What can I do to prevent the water drips fron the roof of my MH staining the windscreen? They leave a white residue which is sometimes difficult to remove.


----------



## TheBoombas (Aug 23, 2006)

Hey Snap!!
I have the same problem, Took me ages to clean them off with glass cleaner

Boomba


----------



## wackywyco (Apr 30, 2007)

*Water Stains*

I got over the problem on my Pollensa -----------------I swapped it for an A class !!


----------



## EuropeanCampers (Mar 28, 2008)

A friend of mine asked about this. He had a fairly small milky white colour "stain" on the bottom of his windscreen. I hadnt a clue what it was.

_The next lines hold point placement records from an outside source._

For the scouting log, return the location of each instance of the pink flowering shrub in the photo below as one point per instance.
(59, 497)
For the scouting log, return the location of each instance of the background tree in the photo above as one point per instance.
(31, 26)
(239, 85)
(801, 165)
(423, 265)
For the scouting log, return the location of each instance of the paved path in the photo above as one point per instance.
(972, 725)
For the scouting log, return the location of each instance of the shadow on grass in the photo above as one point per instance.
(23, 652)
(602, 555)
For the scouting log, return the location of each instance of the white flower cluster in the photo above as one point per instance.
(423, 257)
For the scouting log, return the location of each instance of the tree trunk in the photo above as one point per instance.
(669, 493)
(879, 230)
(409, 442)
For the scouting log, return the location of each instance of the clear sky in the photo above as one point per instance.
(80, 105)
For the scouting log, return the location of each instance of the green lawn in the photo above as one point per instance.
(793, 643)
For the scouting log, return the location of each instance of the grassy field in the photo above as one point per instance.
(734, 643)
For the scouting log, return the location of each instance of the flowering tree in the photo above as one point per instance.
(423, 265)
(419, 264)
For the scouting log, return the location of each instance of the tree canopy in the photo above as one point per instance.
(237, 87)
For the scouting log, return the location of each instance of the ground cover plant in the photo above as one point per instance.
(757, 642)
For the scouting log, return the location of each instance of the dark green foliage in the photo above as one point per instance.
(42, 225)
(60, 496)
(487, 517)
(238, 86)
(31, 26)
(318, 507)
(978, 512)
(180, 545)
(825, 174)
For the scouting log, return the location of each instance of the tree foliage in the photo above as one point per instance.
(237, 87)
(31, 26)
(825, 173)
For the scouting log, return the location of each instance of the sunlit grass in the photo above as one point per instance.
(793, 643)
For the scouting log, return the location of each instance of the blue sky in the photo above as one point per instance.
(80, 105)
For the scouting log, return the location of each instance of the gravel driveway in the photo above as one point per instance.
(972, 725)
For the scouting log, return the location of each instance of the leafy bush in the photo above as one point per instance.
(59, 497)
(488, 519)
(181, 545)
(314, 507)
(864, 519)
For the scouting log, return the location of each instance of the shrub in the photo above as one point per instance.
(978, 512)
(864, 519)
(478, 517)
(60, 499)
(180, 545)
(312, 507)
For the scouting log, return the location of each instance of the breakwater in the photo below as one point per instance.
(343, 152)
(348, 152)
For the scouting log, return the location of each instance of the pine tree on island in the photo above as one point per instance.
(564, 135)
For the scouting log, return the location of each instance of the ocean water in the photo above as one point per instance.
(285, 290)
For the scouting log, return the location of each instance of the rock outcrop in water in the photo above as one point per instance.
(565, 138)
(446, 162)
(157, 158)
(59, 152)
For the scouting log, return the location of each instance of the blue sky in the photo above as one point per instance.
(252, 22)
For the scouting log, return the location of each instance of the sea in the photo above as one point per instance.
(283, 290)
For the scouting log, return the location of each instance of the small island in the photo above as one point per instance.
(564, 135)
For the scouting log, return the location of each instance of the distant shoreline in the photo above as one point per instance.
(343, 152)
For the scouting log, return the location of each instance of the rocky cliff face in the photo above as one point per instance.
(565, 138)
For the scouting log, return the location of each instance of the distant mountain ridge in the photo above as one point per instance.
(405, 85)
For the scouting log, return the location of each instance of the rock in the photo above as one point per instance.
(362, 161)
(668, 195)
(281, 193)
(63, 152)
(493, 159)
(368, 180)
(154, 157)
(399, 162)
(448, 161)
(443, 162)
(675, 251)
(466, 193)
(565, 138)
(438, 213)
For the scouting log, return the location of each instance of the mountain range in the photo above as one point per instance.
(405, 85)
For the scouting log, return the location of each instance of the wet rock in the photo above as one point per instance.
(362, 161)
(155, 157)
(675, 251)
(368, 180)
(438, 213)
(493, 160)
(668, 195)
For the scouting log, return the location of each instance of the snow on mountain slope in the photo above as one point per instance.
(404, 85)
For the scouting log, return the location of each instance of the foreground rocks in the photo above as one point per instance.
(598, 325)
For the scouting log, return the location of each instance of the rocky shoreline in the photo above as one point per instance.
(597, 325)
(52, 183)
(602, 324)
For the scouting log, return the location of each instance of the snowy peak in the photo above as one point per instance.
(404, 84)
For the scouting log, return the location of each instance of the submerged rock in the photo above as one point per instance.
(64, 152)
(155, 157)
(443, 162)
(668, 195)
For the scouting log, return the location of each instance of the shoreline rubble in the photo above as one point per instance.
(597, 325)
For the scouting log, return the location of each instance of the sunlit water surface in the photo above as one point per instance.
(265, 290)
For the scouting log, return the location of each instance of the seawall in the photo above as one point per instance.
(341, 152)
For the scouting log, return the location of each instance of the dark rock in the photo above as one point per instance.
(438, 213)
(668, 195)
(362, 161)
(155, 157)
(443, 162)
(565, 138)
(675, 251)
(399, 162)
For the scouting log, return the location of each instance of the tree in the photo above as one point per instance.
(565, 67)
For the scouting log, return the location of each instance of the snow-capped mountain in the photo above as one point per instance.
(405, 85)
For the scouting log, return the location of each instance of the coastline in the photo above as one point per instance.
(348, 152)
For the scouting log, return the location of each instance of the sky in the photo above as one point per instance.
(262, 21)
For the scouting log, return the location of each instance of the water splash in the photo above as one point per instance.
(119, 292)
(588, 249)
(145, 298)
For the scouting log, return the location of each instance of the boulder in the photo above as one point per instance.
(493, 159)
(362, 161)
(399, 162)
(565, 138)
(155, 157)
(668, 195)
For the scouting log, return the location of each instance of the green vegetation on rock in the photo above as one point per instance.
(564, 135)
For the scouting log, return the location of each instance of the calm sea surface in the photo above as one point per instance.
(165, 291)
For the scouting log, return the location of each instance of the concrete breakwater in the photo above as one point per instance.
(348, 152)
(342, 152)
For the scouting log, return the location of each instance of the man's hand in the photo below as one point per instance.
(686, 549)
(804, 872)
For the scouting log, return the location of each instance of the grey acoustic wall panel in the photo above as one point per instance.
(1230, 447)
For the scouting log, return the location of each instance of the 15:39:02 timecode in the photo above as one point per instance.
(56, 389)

So is it a water "stain" and will come off with the right product and technique?


----------



## ramblingon (Jul 15, 2009)

Cloudy milky opaque stain around the edge of the windscreen mean that water is getting into the laminated glass edge- had the windscreen man explain that one to me.


----------



## Rainbow-Chasers (Sep 2, 2008)

I think they mean the drips from the luton as apposed to delamination of the screen.

The drips from the luton roof, is do a degree, a fact of life. If they are very white, then the luton needs a good polish! This will halt the oxidisation of the gel coat, allow water to run off freely without gathering colouration from the gel coat.

Rain water also comntains contaminants which can colour the water, these being chalk, sand, salt some is geographical anomaly. By keeping the windscreen clean, and outside polish at least weekly will allow rainwater to be wiped with a chamois periodically which will stop the staining.

That is all you can really do! Keep the luton polished, keep the windscreen clean, and it will minimise any staining! You will see marks, but they will wipe off.


----------



## Jezport (Jun 19, 2008)

RainX is very good and makes wet weather driving a lot safer


----------